Krzystof Kielowski: "La double vie de Veronique"


(to m. r., who discovered this movie to me)


"The Double Life of Veronique (1991)

FILM VIEW; 'Veronique': In Poetry Lies Its Key

Published: New York Times, December 8, 1991
If "The Double Life of Veronique" seems ambiguous now, think about what the director wanted it to be. Krzysztof Kieslowski's original idea was to create several slightly different versions of the film, to play in different theaters. If a viewer saw "Veronique" twice at different places, the story might change like a favorite bedtime story in which a phrase is altered or a scene added or dropped with each telling. There would be no "right" way to see the film.

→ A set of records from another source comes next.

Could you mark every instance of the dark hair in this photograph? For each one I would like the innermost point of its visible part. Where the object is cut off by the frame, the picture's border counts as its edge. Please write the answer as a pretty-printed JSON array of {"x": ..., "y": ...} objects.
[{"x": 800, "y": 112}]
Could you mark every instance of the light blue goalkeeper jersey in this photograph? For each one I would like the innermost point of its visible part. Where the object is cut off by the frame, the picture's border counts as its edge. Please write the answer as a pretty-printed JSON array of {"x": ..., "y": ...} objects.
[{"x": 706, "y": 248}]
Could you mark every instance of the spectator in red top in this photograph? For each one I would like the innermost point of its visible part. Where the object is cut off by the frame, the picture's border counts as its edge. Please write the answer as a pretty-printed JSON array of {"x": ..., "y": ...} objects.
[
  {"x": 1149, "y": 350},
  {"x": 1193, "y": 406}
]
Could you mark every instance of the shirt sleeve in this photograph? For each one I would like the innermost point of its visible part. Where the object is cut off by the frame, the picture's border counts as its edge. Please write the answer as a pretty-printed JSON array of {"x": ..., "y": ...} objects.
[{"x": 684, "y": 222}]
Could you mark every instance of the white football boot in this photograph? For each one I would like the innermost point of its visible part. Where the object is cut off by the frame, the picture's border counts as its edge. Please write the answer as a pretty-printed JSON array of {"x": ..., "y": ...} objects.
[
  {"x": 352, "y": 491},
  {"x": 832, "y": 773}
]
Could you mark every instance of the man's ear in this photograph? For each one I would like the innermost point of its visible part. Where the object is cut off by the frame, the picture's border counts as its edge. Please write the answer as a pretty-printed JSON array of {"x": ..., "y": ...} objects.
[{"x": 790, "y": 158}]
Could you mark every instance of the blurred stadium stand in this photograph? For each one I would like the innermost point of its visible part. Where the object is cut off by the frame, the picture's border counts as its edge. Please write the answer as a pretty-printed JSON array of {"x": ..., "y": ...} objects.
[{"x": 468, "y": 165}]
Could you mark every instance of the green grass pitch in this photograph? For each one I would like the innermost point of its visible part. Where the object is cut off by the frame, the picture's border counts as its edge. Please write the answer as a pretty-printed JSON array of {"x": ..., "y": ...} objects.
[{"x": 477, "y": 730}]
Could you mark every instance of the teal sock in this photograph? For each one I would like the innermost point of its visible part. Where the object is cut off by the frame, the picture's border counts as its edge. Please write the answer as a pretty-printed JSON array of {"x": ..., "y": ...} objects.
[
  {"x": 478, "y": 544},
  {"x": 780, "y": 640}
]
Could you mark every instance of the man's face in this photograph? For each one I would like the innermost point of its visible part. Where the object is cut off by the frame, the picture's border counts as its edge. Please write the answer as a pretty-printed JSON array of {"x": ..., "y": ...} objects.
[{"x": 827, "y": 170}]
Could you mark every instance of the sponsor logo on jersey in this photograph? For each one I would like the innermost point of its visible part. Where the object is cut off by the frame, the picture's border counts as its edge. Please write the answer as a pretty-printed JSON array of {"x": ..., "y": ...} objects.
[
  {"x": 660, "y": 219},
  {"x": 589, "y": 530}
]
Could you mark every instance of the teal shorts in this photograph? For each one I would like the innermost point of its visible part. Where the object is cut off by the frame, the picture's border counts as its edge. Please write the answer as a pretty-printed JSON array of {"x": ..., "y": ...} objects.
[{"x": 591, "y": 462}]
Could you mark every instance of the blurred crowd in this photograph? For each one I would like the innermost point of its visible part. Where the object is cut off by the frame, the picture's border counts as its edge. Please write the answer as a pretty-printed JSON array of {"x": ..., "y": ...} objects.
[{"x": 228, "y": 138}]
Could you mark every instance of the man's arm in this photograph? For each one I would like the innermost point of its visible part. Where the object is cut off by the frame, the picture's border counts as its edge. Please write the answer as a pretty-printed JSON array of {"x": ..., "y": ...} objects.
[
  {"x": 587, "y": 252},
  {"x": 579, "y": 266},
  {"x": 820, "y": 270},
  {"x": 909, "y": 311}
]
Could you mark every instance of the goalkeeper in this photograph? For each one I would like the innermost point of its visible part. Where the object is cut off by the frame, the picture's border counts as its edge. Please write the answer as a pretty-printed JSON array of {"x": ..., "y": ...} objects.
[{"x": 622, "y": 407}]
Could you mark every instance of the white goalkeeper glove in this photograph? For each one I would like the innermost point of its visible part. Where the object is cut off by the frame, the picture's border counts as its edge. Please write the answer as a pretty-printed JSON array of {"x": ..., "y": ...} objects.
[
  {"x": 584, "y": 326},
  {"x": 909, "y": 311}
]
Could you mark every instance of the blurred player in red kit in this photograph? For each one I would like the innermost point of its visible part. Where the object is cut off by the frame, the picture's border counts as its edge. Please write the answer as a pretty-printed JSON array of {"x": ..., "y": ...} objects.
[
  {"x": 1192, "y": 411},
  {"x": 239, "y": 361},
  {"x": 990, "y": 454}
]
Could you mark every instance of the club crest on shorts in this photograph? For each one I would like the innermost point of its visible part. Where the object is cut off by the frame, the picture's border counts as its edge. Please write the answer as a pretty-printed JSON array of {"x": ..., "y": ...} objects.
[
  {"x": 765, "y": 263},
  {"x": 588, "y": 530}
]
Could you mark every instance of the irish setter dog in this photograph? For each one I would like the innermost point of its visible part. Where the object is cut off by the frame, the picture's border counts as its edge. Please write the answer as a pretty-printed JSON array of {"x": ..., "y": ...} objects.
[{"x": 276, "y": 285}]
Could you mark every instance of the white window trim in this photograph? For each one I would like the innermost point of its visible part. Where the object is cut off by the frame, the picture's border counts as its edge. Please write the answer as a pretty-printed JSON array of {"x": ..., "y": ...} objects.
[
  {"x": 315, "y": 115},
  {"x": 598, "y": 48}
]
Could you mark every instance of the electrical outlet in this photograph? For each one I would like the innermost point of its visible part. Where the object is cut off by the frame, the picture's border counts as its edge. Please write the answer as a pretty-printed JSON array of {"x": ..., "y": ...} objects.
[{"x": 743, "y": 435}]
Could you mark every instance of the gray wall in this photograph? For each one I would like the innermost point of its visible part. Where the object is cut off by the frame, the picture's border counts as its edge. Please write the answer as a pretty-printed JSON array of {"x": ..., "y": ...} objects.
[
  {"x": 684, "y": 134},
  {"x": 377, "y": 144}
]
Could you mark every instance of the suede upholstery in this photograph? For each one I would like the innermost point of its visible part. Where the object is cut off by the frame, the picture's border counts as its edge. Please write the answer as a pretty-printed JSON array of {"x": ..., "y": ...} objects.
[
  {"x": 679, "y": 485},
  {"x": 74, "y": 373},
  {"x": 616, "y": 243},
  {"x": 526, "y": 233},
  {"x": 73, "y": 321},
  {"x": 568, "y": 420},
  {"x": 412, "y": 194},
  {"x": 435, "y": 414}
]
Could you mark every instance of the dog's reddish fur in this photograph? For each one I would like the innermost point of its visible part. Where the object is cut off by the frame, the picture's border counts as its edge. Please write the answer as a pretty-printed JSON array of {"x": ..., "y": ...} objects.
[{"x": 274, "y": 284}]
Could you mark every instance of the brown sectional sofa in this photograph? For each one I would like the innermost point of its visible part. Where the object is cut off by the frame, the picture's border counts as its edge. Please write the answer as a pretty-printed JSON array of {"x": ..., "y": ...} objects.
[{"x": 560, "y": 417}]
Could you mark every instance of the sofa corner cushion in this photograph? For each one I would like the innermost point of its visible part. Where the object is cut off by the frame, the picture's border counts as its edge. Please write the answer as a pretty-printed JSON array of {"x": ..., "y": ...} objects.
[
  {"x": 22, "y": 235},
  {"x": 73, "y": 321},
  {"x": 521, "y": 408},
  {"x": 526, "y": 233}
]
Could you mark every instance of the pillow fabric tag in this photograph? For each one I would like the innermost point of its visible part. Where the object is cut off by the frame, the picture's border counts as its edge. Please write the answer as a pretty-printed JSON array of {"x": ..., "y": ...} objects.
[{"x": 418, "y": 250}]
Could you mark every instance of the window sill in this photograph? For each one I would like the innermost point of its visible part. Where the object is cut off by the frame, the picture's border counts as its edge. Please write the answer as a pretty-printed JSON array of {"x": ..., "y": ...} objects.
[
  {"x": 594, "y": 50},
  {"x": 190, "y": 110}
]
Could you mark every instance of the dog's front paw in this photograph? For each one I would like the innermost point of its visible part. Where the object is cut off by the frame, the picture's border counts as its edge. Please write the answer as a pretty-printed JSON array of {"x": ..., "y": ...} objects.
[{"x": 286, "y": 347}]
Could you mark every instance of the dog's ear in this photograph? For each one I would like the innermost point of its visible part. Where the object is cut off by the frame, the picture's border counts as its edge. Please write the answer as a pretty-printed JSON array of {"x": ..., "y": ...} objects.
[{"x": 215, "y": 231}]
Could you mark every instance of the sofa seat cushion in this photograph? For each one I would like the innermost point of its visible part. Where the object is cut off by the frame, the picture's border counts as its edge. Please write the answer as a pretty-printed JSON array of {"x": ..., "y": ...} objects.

The idea was too impractical and expensive to be more than a thought, but the notion suggests the best way to approach the enigmatic story of a Polish woman named Veronika and a French woman named Veronique (both played by Irene Jacob). The two young women look identical, were born at the same time, never meet, yet share some not-quite-conscious affinity. They are and are not the same. Don't even attempt to resolve that paradox, and "The Double Life of Veronique" will work on its own poetic terms. Try to piece the film together like a jigsaw puzzle, try to make it yield some neat message about identity, and nothing will result except frustration.
"Veronique" has recently started its commerical run after being shown at the Cannes and New York film festivals. If the film is frustrating to many viewers, it is partly because Mr. Kieslowski plays with the jigsaw-puzzle approach, creating too many parallels and coincidences, photographing too many mirrors and reflections in windows. The images are richly beautiful, but the director sometimes seems to be scattering clues and red herrings across two countries and two lives.
The first section of the film, set in Poland, follows Veronika as she goes to visit her aunt in Cracow, wins a music contest and collapses on stage while singing. Only after her collapse does the film move on, permanently, to Veronique in Paris. She is making love, apparently content. Suddenly she feels sad, "as if I were grieving," she says. She has no conscious idea that Veronika exists, much less that something has happened to her. Still, as if she had been warned, Veronique gives up her own plans for a professional career in music and becomes a teacher.
But the film's impact does not rely on such clues linking the women; it rests on the poetic images that defy translation and that link them even more firmly than the actual clues. Veronique receives a piece of string in the mail, a mysterious gift from an admirer. It is a sign identifying the man who sent it, a puppeteer and author who has written a children's book about a shoelace.
To viewers, it is a much less literal sign, one that brings to mind the image of Veronika singing and twisting the tie-string of her music folder around her finger until the string acccidentally snaps off.
Early in the film, Veronika holds up a small, clear plastic ball with brightly colored stars inside. It is a talisman that she carries in her purse, and as she rides the train to Cracow it reflects the image of a church and the passing landscape, upside down. Veronique dreams of Veronika's landscapes, and carries an identical little ball in her purse.
Veronique even teaches her class the same choral music that Veronika sings. The piece was composed 200 years ago but discovered only recently, she tells the class. This is another of Mr. Kieslowski's tricks. The music was created by Zbigniew Preisner, who has worked on several other Kieslowski films.
The composition, brand new, only seems to carry the weight of history, just as the film only seems to carry specific clues about the themes of identity. The string does not have any allegorical meaning; neither does the star-filled plastic ball. "Veronique" is poetic in the truest sense, relying on images that can't be turned into prosaic statements without losing something of their essence. The film suggests mysterious connections of personality and emotion, but it was never meant to yield any neat, summary idea about the two women's lives.
Viewers are accustomed to much more certainty on screen, though. In fact, the version of "Veronique" now playing has a slightly different ending from the one released in France. There, Veronique goes to visit her father, stops some distance from the house, and puts her hand on a tree -- a tentative, inexplicable image. But after that version was shown at the New York Film Festival this year, Mr. Kieslowski realized that the ambiguity made American audiences uncomfortable. So he added a scene that shows Veronique walking to the house, embracing her father, finally at home with herself and the mystery of her double existence. It is a more soothing conclusion, but it won't alter anyone's opinion of the film.
Neither would any of the other endings Mr. Kieslowski proposed when he was thinking about the many versions of "Veronique." One would have ended with the puppeteer inventing a story about identical women, a scene that now comes very near the end of the film. Another version would have sent Veronique to Cracow, where she would have caught the eye of a singer who looks almost, but not exactly, like herself and Veronika. These many lives of Veronique would have frustrated some expectations but opened endless poetic possibilities."